Could you pack more functionality into a single device? The handy wind-up radio meets flashlight meets portable charger is another great option for emergencies at home or while out and about, especially if you’re looking for a clean-powered solution to your survival needs. This unit has an AM/FM radio, an LED light system with emergency flash, a siren, cell phone charger, and can even give you National Oceanic and Atmospheric Administration (NOAA) weather reports.
With a 1:40-60 crank-time to light-time ratio (in minutes), you don’t have to labor long to brighten your work desk or favorite reading corner. Using an LED bulb powered by a magnet and copper power design, the old-style Krank LED Fixture combines old-world with conscious illumination.
Launched by the MIT Lab in 2005, the One Laptop Per Child (OLPC) program has delivered over 500,000 $100 laptops to over 20 developing countries around the world. They require very little power, and can be charged with solar collectors, hand cranks, and even yo-yos. While they’re not for sale in the traditional sense, every year or so they have a gift-one-get-one campaign that allows you to make a donation to send one laptop overseas and keep one for yourself.
While not exactly a gadget, we couldn’t resist leaving you with this “power by the people” inspiration. The Revolution Door by Fluxxlab has taken the idea of human-energized technology and applied it to the revolving door. By harnessing human energy for use in lighting and other electrically-powered devices, this door will even communicate with each person as they pass through the door to let them know their contribution to the energy cycle. Also in the works: The Powerslide which turns ordinary actions like opening a sliding closet door or window into power-generating ones.
People-propelled vehicles and other oddities
Even if you don’t live far from the grocery store, carting heavy tins and boxes home after a long day of work can be a trial for even the fittest humans. So why not lay your hands on a grocery-getter on wheels? The Cart Bike gives you a bit of exercise as you go to and fro between home and food mart with carrying capacity well beyond the traditional bike basket. Who knows whether you’d be permitted to bring the contraption into the actual store, but even if you have to lock it up outside, it’d seriously cut your food procurement emissions.
If you’re going to be in Toronto in the near future, consider hiring an EcoCab for any shorthaul trips around the downtown core. These pedal-powered taxis offer travelers emissions-free and free-of-charge transportation (they’re funded entirely by corporate sponsors).
With a “Pedal Yourself Healthy” motto, Velomobile aims to spread the word about pedal vehicles and regular exercise for everyday transportation. Their fully-enclosed tadpole vehicles function like a recumbent tricycle, but with added features like protection from the elements and an “accessory cockpit” for under $4,000 ($6,625 fully assembled).

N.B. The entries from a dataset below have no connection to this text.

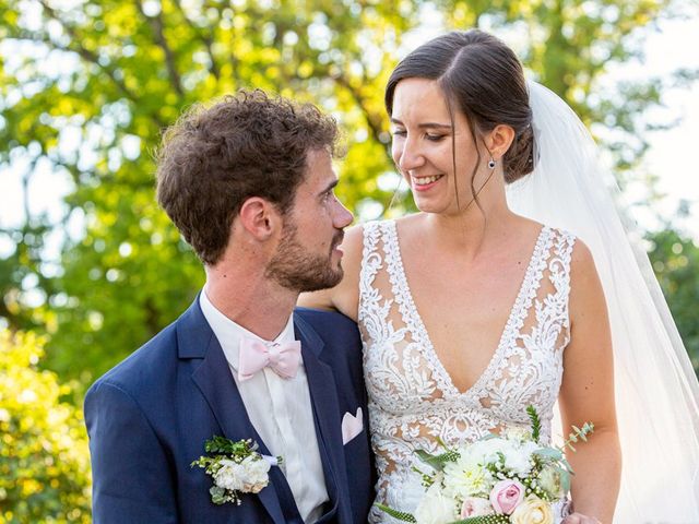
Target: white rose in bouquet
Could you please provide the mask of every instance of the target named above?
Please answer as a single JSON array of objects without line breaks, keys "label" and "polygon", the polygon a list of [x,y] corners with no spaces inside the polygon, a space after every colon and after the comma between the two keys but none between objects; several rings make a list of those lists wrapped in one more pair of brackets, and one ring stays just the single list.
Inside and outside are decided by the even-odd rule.
[{"label": "white rose in bouquet", "polygon": [[442,492],[439,483],[433,484],[415,509],[417,524],[449,524],[454,522],[459,509],[457,501]]},{"label": "white rose in bouquet", "polygon": [[445,495],[462,500],[488,497],[495,479],[482,464],[482,458],[466,453],[455,462],[445,464]]},{"label": "white rose in bouquet", "polygon": [[239,491],[245,486],[242,466],[229,458],[221,461],[221,467],[214,475],[214,484],[223,489]]},{"label": "white rose in bouquet", "polygon": [[554,524],[550,504],[538,497],[529,496],[510,515],[512,524]]},{"label": "white rose in bouquet", "polygon": [[244,489],[259,493],[268,485],[270,463],[256,455],[247,456],[241,463]]}]

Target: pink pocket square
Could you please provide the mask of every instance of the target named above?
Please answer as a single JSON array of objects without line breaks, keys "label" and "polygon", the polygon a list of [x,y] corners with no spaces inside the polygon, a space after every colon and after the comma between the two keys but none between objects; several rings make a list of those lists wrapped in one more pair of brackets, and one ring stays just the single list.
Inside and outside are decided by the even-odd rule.
[{"label": "pink pocket square", "polygon": [[362,408],[357,407],[357,415],[353,416],[350,412],[342,417],[342,444],[346,444],[364,429],[362,420]]}]

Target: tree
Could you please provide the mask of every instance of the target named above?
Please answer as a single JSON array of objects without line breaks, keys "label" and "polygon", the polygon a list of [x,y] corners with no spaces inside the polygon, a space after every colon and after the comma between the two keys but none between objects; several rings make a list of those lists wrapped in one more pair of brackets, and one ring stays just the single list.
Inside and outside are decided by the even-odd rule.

Need something that will transport your whole family fuel-free? Then check out the HumanCar. Using “body steering,” four people rowing the car will get the vehicle going about as fast as a conventional bicycle. Meant as a neghborhood vehicle (meets state requirements for safety on short, neighborhood trips), this vehicle even has electric assist motors and regenerative braking for hillier locales.